En su análisis del partido, el técnico asturiano explicó que el partido tuvo dos fases y destacó que todo se le puso muy cuesta arriba con el tempranero gol de Campano. «Se nos han puesto las cosas muy difíciles con el gol suyo, no era nada fácil jugar con la ansiedad de ganar y lo hemos padecido. Tras el gol hemos estado quince o veinte minutos muy tocados, pero en la segunda mitad hemos llevado el peso del partido y tuvimos oportunidades para empatar e incluso para ganar».

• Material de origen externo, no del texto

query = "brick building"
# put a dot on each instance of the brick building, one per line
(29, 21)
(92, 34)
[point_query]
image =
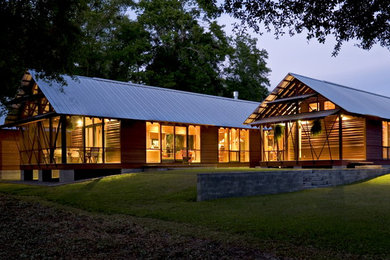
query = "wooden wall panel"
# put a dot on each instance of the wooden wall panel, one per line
(354, 138)
(254, 147)
(374, 139)
(209, 144)
(9, 152)
(133, 141)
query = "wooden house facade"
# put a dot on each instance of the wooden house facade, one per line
(306, 122)
(90, 126)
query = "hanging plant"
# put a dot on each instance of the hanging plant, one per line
(278, 131)
(316, 128)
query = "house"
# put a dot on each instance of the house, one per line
(93, 125)
(306, 122)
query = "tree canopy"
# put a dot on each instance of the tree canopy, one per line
(42, 34)
(166, 43)
(366, 21)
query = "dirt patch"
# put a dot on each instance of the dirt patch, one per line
(32, 230)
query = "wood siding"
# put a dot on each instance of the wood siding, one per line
(354, 138)
(209, 144)
(9, 152)
(254, 147)
(374, 139)
(133, 142)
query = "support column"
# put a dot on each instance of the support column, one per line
(340, 137)
(67, 175)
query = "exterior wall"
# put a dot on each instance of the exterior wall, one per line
(9, 154)
(223, 185)
(133, 142)
(209, 144)
(254, 147)
(374, 139)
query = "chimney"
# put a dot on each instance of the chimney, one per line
(235, 94)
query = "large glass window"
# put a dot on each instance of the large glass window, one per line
(153, 142)
(233, 145)
(112, 141)
(42, 141)
(74, 139)
(223, 145)
(93, 140)
(194, 143)
(386, 140)
(167, 143)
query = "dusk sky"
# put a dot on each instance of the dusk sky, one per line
(353, 67)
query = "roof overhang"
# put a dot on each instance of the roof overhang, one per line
(295, 117)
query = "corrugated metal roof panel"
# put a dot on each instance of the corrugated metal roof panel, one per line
(114, 99)
(302, 116)
(350, 99)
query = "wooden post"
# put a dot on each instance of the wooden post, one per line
(340, 137)
(63, 139)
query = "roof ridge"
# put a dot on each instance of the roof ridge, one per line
(342, 86)
(169, 89)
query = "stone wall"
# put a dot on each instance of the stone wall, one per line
(238, 184)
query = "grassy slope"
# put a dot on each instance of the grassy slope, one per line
(352, 219)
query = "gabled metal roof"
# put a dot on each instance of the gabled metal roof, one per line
(115, 99)
(352, 100)
(349, 99)
(301, 116)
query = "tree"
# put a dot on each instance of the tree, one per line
(247, 71)
(42, 34)
(366, 21)
(184, 54)
(113, 46)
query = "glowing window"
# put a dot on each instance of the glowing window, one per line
(152, 142)
(313, 107)
(329, 105)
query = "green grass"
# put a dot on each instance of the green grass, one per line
(347, 219)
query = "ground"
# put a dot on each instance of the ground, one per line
(31, 230)
(349, 221)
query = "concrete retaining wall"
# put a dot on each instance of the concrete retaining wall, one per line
(223, 185)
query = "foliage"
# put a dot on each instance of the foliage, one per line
(366, 21)
(247, 71)
(43, 35)
(316, 128)
(184, 55)
(170, 43)
(278, 131)
(351, 219)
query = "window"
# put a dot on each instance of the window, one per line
(313, 107)
(223, 145)
(244, 145)
(194, 143)
(152, 142)
(85, 143)
(167, 143)
(112, 141)
(329, 105)
(233, 145)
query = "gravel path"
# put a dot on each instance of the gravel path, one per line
(32, 230)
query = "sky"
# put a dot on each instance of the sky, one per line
(353, 67)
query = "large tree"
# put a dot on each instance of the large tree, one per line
(185, 54)
(366, 21)
(41, 34)
(247, 71)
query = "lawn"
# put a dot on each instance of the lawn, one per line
(352, 219)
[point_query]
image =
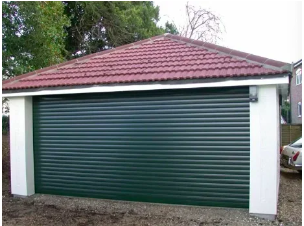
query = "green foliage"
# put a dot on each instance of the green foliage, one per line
(40, 34)
(285, 111)
(5, 124)
(33, 36)
(99, 25)
(171, 28)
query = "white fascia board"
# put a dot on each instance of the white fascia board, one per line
(141, 87)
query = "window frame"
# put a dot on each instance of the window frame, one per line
(299, 108)
(299, 78)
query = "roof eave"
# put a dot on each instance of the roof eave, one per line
(172, 84)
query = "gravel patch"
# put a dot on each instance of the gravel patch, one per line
(58, 210)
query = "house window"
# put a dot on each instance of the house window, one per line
(299, 109)
(299, 76)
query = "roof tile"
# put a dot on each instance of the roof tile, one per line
(160, 58)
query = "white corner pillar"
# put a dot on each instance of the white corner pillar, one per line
(264, 152)
(21, 146)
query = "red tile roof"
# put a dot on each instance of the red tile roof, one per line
(161, 58)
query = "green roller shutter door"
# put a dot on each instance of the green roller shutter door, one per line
(187, 146)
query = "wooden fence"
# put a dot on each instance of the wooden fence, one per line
(290, 133)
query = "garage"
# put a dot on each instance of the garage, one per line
(172, 146)
(164, 120)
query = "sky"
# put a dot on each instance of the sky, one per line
(271, 29)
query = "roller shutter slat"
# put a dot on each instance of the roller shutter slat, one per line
(187, 146)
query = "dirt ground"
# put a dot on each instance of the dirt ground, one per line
(57, 210)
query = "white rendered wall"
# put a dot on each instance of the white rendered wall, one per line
(21, 146)
(264, 152)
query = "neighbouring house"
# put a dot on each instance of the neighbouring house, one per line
(166, 120)
(296, 93)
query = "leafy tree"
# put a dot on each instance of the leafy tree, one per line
(32, 36)
(98, 25)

Preguntado por la dificultad de crear opciones de peligro, Uribe destacó que los dos equipos brillaron más por su faceta defensiva y reiteró que, pese a no estar bien, el Nastic no fue superior nunca.

J.O.

Varias pancartas felicitaron al club por su 87 cumpleaños

Antes del comienzo del partido se recordó y se felicitó al club por su 87 cumpleaños, un aniversario que se cumplió el pasado día 23. En los fondos, tanto Eztanda Norte como Bihotz Urdin desplegaron grandes pancartas, mientras que el club felicitó a los aficionados por hacer posible esta conmemoración.

EIBAR-RACING
Stevanovic calentó pero no llegó a debutar

Mediada la segunda parte, Josu Uribe mandó a calentar a la última adquisición del equipo, Dalibor Stevanovic, y parecía que el partido era adecuado para él por los problemas en la creación que atravesaba el Glorioso. Sin embargo, Uribe decidió dar entrada a Igor y Mena.

Mendizorrotza mejoró por poco la mejor entrada

Mendizorrotza, con 7.579 espectadores, mejoró por poco la mejor entrada de la temporada que estaba en los 7.201 aficionados del partido de la semana pasada ante el Celta. De esta forma, no se notó en exceso la iniciativa del club de poner dos entradas a cinco euros para socios.